Syrian state media reported that missiles were fired from over the Mediterranean towards the town of Masyaf, but most of them were shot down.
Satellite images show massive destruction at a giant military facility in western Syria that was recently targeted by an Israeli air strike.
The bombing blew up a depot housing hundreds of medium-range missiles of Iran-backed fighters in the country last week, according to the head of a Syrian opposition war observatory.
Rami Abdel Rahman, who leads the UK-based Syrian Observatory for Human Rights, said the Israelis had bombed several sites, but the main target was a giant weapons depot housing about 1,000 medium-range precision-guided missiles.
He said the explosions at the facility lasted more than five hours after the attack.
An underground missile development facility in the area under the supervision of the Iranian paramilitary Revolutionary Guards was unaffected, possibly because it was dug deep in the mountains. Abdul Rahman said that the attack killed a Syrian army captain and wounded 14 others.
He said the explosions were among the largest since Israel began carrying out air strikes in Syria.
There was no official comment from the Israeli army.
Re-establishing deterrence
Lieutenant General Alexus Grynkewich, the top US Air Force officer in the Middle East, said he was “certainly aware” of reports that Israel had targeted the arms depot in Syria, but stressed “there is no connection” between that attack and the US air strikes. It struck Iranian-linked targets in Syria last week.
He said the recent measures taken by the US military are “completely separate from any other players, whether they are Israelis or anyone else”.
On the retaliatory attacks that raised tensions between the United States and Iranian-backed militias in Syria last week, Grynkewicz said he hoped “things will stop escalation and we have now reached a point where deterrence is once again established.”
Syrian state media reported that Israeli missiles were fired from over the Mediterranean Sea and most of them were shot down. After Thursday’s attack near the cities of Tartus and Hama, a fire broke out in nearby forests.
The Israeli attack targeted a weapons depot and a scientific research center near the town of Masyaf in the center of the government stronghold, according to Syrian opposition activists. Masyaf is located approximately halfway between the coastal city of Tartus and the central city of Hama.

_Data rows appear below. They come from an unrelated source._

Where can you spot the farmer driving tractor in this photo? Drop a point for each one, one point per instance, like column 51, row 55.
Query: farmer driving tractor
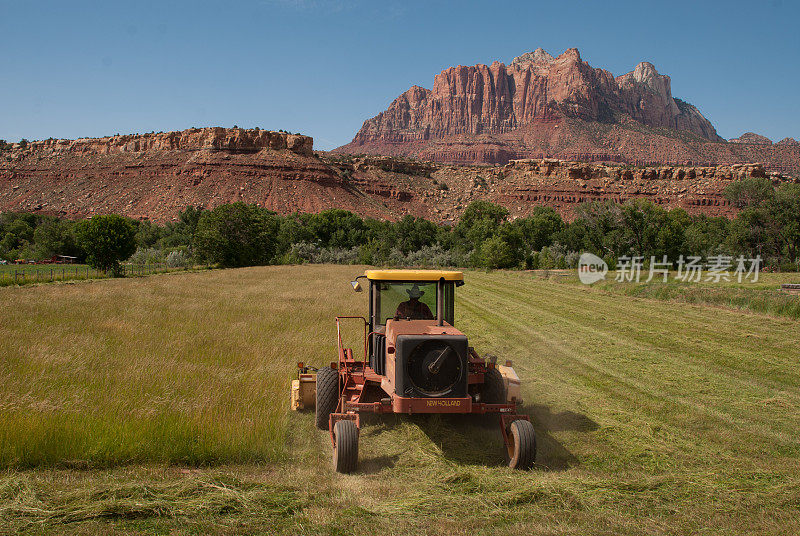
column 413, row 309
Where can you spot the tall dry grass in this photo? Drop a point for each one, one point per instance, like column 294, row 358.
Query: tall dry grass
column 190, row 368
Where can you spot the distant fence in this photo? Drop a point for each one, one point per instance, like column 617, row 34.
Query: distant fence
column 22, row 275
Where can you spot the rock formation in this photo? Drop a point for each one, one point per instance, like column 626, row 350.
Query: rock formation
column 155, row 176
column 545, row 106
column 752, row 138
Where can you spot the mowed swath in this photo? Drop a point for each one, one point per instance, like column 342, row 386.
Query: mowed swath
column 653, row 416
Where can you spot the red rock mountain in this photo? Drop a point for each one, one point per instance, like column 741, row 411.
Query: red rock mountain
column 541, row 106
column 155, row 176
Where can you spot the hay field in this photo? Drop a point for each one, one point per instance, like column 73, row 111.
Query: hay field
column 161, row 404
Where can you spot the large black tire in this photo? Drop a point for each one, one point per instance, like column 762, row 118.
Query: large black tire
column 494, row 388
column 521, row 453
column 345, row 447
column 327, row 395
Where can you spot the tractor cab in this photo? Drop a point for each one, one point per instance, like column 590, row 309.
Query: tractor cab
column 404, row 295
column 408, row 303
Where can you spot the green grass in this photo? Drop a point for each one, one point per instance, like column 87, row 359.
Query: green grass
column 161, row 404
column 762, row 296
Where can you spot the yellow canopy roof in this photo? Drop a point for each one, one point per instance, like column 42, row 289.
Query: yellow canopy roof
column 413, row 275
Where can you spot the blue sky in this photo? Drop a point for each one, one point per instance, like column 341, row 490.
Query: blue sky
column 72, row 68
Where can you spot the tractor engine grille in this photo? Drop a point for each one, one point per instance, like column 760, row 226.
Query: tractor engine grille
column 434, row 368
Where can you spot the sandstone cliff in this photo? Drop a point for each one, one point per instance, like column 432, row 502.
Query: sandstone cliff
column 535, row 87
column 545, row 106
column 155, row 176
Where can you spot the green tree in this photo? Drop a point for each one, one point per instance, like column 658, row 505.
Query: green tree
column 55, row 237
column 540, row 228
column 480, row 221
column 496, row 253
column 107, row 240
column 411, row 234
column 785, row 222
column 237, row 235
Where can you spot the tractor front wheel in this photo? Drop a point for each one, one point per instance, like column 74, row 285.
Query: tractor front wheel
column 327, row 395
column 521, row 448
column 345, row 447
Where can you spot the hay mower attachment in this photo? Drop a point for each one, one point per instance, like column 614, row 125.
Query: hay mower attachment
column 413, row 362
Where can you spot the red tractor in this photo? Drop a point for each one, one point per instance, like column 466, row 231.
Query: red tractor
column 414, row 361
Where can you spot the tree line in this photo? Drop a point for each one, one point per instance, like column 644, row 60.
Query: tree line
column 237, row 234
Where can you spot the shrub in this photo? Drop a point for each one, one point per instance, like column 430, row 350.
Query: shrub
column 237, row 235
column 107, row 240
column 179, row 259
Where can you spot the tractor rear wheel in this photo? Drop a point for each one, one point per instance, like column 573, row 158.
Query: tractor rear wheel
column 521, row 448
column 494, row 388
column 327, row 395
column 345, row 447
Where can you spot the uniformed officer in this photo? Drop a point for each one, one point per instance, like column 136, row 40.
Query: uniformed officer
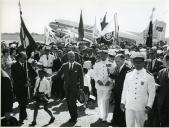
column 138, row 93
column 47, row 60
column 103, row 84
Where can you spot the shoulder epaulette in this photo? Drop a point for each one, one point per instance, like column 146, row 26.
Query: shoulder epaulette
column 129, row 70
column 149, row 72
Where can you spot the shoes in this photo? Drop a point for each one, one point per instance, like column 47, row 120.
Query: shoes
column 33, row 123
column 20, row 122
column 72, row 120
column 52, row 120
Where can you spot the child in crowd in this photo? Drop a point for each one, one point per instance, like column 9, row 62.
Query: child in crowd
column 41, row 90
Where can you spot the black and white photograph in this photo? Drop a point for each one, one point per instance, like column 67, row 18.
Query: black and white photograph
column 84, row 63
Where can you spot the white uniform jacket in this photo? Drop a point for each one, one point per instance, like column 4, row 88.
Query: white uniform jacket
column 100, row 73
column 138, row 90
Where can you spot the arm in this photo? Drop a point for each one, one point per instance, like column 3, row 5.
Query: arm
column 151, row 91
column 125, row 87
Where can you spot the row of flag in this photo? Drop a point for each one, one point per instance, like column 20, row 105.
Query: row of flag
column 105, row 33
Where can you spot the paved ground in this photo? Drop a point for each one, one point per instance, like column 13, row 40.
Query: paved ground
column 86, row 118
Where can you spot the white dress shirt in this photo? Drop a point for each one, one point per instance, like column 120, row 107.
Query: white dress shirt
column 44, row 85
column 139, row 90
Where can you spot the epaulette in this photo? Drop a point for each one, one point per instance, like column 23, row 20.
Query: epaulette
column 149, row 72
column 129, row 70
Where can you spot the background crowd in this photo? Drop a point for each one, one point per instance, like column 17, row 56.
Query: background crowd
column 103, row 79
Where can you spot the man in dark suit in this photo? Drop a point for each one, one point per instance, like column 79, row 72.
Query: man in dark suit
column 20, row 83
column 57, row 85
column 73, row 81
column 118, row 76
column 163, row 94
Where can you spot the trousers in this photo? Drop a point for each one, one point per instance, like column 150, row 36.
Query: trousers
column 135, row 118
column 103, row 103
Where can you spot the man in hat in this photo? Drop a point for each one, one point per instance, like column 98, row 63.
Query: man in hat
column 118, row 75
column 103, row 84
column 138, row 93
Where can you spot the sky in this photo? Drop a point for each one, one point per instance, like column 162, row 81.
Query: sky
column 133, row 15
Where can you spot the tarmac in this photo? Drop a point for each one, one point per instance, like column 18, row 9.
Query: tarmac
column 88, row 117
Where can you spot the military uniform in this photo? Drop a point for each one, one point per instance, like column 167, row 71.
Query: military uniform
column 103, row 92
column 138, row 92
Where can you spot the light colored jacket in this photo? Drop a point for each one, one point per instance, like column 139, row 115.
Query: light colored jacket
column 138, row 90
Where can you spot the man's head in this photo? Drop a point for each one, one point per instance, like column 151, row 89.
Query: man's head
column 119, row 59
column 22, row 57
column 103, row 55
column 166, row 60
column 71, row 56
column 138, row 60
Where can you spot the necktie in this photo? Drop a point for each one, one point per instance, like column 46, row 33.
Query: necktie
column 37, row 90
column 47, row 57
column 23, row 65
column 71, row 66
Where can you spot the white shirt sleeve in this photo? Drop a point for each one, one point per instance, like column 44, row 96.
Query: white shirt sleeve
column 151, row 91
column 125, row 87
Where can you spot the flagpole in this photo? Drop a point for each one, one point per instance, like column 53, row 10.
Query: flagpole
column 24, row 44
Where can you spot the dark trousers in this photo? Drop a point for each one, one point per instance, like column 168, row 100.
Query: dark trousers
column 118, row 114
column 164, row 114
column 72, row 107
column 22, row 101
column 37, row 104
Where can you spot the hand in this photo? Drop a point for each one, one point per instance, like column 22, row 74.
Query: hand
column 100, row 82
column 27, row 85
column 107, row 83
column 147, row 109
column 122, row 106
column 7, row 115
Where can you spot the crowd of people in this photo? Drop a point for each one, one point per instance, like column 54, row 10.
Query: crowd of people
column 135, row 80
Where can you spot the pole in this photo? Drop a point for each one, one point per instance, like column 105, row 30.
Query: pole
column 24, row 45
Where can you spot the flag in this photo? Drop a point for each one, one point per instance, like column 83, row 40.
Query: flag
column 28, row 43
column 81, row 29
column 103, row 23
column 149, row 39
column 96, row 30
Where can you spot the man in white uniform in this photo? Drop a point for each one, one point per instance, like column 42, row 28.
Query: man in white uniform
column 138, row 93
column 103, row 84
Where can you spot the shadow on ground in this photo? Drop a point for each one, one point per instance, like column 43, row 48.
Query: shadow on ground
column 99, row 123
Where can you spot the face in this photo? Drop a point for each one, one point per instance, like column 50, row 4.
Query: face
column 71, row 57
column 138, row 63
column 119, row 61
column 23, row 58
column 103, row 56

On Sunday, The Times of Israel published images taken by Planet Labs for the BBC and provided by Aurora Intel, a network that provides news and updates based on open source intelligence.
Aurora Intel tweeted an initial analysis of satellite imagery showing some of the buildings and heavily damaged areas. The areas around the Center for Scientific Studies and Research were “severely damaged by fire as a result of secondary explosions.”
The pictures showed that part of the greenery surrounding the facility had been burned.
Israel has launched hundreds of strikes on targets in government-controlled areas of Syria over the past decade of civil war, but it rarely acknowledges or discusses such operations.
But it acknowledged that it was targeting bases of allies of Syrian President Bashar al-Assad, including the Lebanese group Hezbollah and other Iranian-backed militias. Israeli military officials have previously said that the attacks target Iran’s presence in Syria.
At least three Syrian soldiers were killed and three others wounded in “multiple” Israeli missile attacks on Syria on August 14, according to Syrian state media.